Failure to Develop and Implement Comprehensive Pressure Ulcer Prevention Care Plan
Penalty
Summary
The facility failed to develop and implement a comprehensive, resident-centered care plan with specific interventions to prevent pressure ulcers for one resident. The resident had multiple diagnoses, including schizophrenia, dementia, bipolar disorder, hypertension, acquired absence of toes, and peripheral vascular disease, and was assessed as having severely impaired cognition and high risk for pressure ulcers. Despite these risk factors, the care plan did not include a care area or interventions for skin breakdown, and there was no turning or repositioning program in place. The resident required substantial assistance with activities of daily living and was dependent on staff for bed mobility and personal care. Clinical documentation showed that the resident developed a fluid-filled blister on the right heel, which progressed to an open, stage 3 pressure ulcer. Physician orders and wound clinic assessments directed the use of a low air-loss mattress, heel protectors, and specific wound care treatments.
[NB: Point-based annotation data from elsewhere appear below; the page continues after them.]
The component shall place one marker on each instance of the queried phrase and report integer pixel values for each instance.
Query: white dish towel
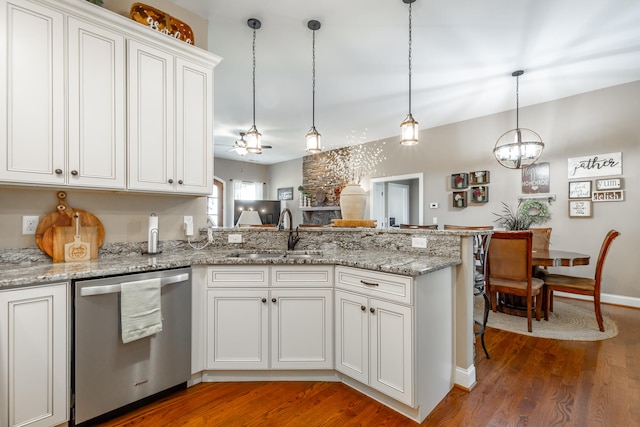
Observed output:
(140, 311)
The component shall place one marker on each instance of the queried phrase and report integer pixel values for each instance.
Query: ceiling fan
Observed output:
(240, 146)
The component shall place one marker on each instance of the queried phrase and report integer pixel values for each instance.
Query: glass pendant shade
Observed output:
(313, 141)
(409, 131)
(254, 140)
(518, 148)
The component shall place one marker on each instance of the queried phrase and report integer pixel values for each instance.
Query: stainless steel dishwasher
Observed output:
(107, 374)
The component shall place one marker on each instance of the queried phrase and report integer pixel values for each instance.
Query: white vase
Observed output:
(353, 201)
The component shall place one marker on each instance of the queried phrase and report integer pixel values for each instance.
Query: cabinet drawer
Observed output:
(246, 275)
(302, 275)
(382, 285)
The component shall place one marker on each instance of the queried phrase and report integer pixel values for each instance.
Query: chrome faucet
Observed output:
(293, 240)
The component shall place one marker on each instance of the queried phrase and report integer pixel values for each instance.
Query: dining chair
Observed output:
(583, 285)
(510, 271)
(480, 251)
(424, 227)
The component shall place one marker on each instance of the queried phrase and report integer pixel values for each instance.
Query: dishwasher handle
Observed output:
(115, 288)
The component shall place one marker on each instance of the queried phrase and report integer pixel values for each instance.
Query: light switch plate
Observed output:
(419, 242)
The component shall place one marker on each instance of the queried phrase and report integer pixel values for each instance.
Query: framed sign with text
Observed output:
(596, 165)
(580, 208)
(580, 190)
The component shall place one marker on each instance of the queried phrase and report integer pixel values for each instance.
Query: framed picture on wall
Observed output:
(580, 208)
(580, 190)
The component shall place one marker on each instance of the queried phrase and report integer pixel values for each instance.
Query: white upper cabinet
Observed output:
(32, 98)
(67, 119)
(97, 110)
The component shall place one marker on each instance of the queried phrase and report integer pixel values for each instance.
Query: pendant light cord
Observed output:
(254, 77)
(313, 85)
(410, 16)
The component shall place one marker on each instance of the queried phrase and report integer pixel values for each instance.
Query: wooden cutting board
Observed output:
(63, 217)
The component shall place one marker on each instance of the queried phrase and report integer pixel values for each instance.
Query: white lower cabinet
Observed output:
(34, 363)
(374, 344)
(254, 324)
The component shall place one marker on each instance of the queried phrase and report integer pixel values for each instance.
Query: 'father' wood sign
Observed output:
(598, 165)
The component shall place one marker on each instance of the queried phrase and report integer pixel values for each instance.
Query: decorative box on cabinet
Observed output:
(34, 365)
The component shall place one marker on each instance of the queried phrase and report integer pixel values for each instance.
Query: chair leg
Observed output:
(596, 303)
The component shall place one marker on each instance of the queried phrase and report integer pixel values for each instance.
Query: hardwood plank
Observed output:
(527, 382)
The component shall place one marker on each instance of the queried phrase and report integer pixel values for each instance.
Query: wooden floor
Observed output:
(527, 382)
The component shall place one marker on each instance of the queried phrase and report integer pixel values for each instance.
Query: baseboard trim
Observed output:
(612, 299)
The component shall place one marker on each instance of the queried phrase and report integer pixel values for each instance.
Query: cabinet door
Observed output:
(301, 329)
(96, 139)
(34, 377)
(391, 350)
(32, 104)
(237, 329)
(151, 118)
(352, 335)
(194, 128)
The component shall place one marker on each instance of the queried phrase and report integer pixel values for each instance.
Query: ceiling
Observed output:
(464, 52)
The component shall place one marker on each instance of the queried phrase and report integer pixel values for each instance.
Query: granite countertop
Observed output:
(34, 273)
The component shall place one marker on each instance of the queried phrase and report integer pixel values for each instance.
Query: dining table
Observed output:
(516, 305)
However, observations revealed that the resident was not consistently wearing protective boots while in bed, and staff were not always aware of or able to articulate the interventions in place to prevent or treat the pressure ulcer. Additionally, dietary staff were unaware of the resident's skin breakdown and no additional dietary interventions or supplements for wound healing were provided. Interviews with nursing and dietary staff confirmed gaps in communication and implementation of care interventions. The administrative nurse acknowledged the absence of a pressure ulcer care plan, and staff education on the importance of offloading and pressure relief was documented but not consistently followed. The facility's policy required the development of an individualized, comprehensive care plan within seven days of assessment, but this was not completed for the resident in question.